Morte e vida, início e fim,
tudo em mim às vezes se confunde
e me acalma uma espécie de tristeza
que se ampara no que lá fora sinaliza
mundo e Deus entrelaçados,
mistério inexplicável de tão simples,
jugo leve de quem espera
na fé do que não sabe,
mas pressente
nos azuis do céu
e na alma matizada.

Do que Deus concede aos amantes

Dia claro e a Lua ainda alta,
como se a manhã, usurpada, agora fosse sua –
calma soberana muito branca e luminosa.

E o Sol, contente em adiar-se,
espalha uma luz ainda mais rubra sobre o mundo
como se consentisse com tamanha petulância.

Sabem os dois que à Lua pertence
o veludo salpicado de brilhantes onde repousa.
E o Sol faz labutar toda a Terra sob o ritmo árduo do Céu
que reflete o Mar, servo da Lua e seus humores.

Mas hoje, só por hoje, concedem-se esse longo instante
A que, por direito, têm todos os amantes
De esquecer-se
Sendo um só
E cada um
o outro.

Meus vizinhos de janela

Cultivo meus vizinhos de janela como se fossem plantas minhas. Eu os cultivo, mas sigo a regra simples da boa rega: não os encharco de olhares invasivos. Apenas cuido deles com o mesmo olhar úmido de afeto que dedico às minhas plantas.

Não são muitos esses vizinhos porque a maioria se oculta por trás de grossas cortinas. Não os condeno: são plantas de sombra. Mas, como eu, há os que precisam de luz, de ar, de ver passar o tempo em brancas nuvens na brisa sempre incerta. Eu os admiro porque não temem o olhar dos outros – não se exibem, sedutores; apenas estão lá, concentrados em ser e crescer, dados e alheios, isentos de malícia.

Cultivo meus vizinhos pela mesma razão por que cultivo plantas: gosto de ver o curso da vida em sua discreta e obstinada singeleza. Preciso disso, sinto falta disso.

Para alguns até invento nome. Há dois irmãos, uma moça e um rapaz, ele o mais novo. Cada um tem seu quarto e passam os dois boa parte do tempo acredito que estudando, lendo e pesquisando na internet. A ela chamo de Rosa porque parece uma pessoa muito determinada, capaz de ficar horas no computador quase sem se mover. O rapaz, ao contrário, passa mais tempo na cama lendo, mas se mexe muito. Por isso o chamo de Gerúndio, que parece nome de flor e é o tempo verbal do que não pára quieto.

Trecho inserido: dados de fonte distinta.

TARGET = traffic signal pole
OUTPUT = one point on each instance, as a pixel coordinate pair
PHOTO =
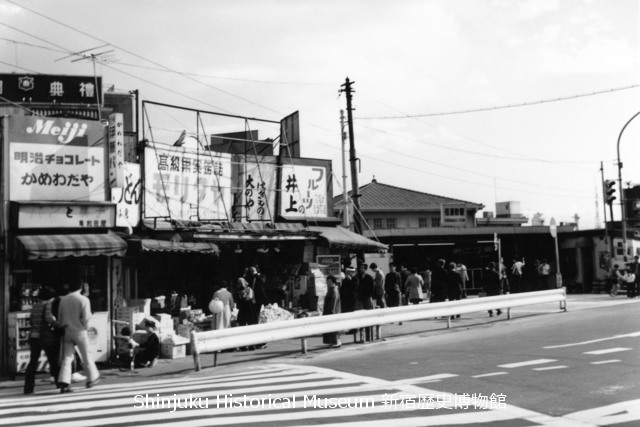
(355, 195)
(622, 201)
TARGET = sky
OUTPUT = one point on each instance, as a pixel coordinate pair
(478, 100)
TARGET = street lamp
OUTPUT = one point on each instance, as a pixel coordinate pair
(622, 200)
(553, 229)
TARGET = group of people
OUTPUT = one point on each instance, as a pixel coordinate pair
(59, 326)
(629, 279)
(248, 296)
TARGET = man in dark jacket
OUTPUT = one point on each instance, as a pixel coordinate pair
(439, 282)
(491, 284)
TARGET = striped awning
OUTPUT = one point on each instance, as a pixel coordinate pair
(341, 237)
(170, 246)
(65, 245)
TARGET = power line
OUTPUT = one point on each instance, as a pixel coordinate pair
(501, 107)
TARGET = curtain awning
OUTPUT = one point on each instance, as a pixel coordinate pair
(341, 237)
(170, 246)
(65, 245)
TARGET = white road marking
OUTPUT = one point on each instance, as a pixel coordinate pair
(601, 362)
(607, 350)
(491, 374)
(615, 337)
(549, 368)
(527, 363)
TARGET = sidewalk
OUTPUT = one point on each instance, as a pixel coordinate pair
(290, 350)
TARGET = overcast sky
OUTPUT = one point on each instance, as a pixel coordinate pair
(411, 61)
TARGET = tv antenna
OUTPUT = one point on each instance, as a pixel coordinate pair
(93, 54)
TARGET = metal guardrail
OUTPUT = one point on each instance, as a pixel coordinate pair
(214, 341)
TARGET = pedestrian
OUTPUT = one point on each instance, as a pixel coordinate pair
(425, 273)
(491, 284)
(461, 269)
(516, 275)
(378, 286)
(414, 286)
(365, 294)
(439, 280)
(504, 278)
(331, 306)
(365, 287)
(42, 336)
(404, 275)
(632, 287)
(147, 353)
(348, 291)
(392, 287)
(246, 307)
(544, 270)
(454, 284)
(74, 314)
(615, 279)
(222, 320)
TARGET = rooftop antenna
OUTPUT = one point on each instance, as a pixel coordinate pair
(104, 58)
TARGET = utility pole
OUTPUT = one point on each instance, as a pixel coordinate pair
(345, 197)
(355, 195)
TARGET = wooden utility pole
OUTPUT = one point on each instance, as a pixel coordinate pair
(355, 195)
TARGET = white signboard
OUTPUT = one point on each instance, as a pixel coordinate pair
(453, 215)
(183, 184)
(116, 150)
(303, 191)
(56, 159)
(259, 192)
(67, 215)
(127, 198)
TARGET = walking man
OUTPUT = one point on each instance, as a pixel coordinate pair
(74, 313)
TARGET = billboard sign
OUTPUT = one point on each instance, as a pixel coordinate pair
(51, 88)
(56, 159)
(304, 189)
(186, 184)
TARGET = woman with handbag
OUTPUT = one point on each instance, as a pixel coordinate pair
(44, 335)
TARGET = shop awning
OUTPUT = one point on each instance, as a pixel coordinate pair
(341, 237)
(65, 245)
(171, 246)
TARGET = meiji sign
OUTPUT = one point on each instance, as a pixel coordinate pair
(56, 130)
(56, 159)
(64, 134)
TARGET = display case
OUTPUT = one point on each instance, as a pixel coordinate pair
(19, 352)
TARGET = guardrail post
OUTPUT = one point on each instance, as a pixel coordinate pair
(194, 351)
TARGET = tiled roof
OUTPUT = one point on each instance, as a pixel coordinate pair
(382, 197)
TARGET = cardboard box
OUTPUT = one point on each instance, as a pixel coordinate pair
(171, 351)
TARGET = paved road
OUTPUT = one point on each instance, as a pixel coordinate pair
(541, 368)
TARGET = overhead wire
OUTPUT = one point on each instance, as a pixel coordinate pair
(501, 107)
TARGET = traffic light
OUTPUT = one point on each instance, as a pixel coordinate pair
(609, 190)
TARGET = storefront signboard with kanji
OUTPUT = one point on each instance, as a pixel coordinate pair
(56, 159)
(304, 190)
(186, 184)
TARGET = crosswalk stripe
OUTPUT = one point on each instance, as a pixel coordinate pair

Há uma senhorinha que mora sozinha no último andar, num quarto e sala com varanda onde ela cultiva umas poucas plantas, mas entre elas… um girassol! Ele é alta, negra, seca, já um tanto curvada pelo tempo. Todo dia, no cair da noite, ela vai para a varanda e reza. Eu a chamo de Dona Flor de Pedra, tão antiga ela é, tão primordial e arcaica, tão forte e frágil como a própria vida.

Há um senhor que é passarinheiro e todos os dias, bem cedo, põe as gaiolas dos seus passarinhos na janela pra tomar sol. Moram com ele a filha e dois netos, além de uma empregada. Não lhes dei nomes porque pouco os vejo, mas às vezes à noite me calha de chegar na janela e vê-los à mesa jantando. Há nisso para mim uma graça comovente quase pré-histórica.

Ah! Lembrei agora de um velhinho de cabeça branca que todos os dias no fim da tarde vai pra janela assobiar pros cachorros da minha vizinha do térreo até fazê-los latir. Nem sempre dá certo, mas ele se diverte assim mesmo. É muito engraçado! Ele não tem ainda um nome, mas como parece uma coruja visto daqui, com seu nariz pequeno e adunco, vou chamá-lo de Seu Coruja… Não é nome de planta, mas é tão a cara dele… Que seja!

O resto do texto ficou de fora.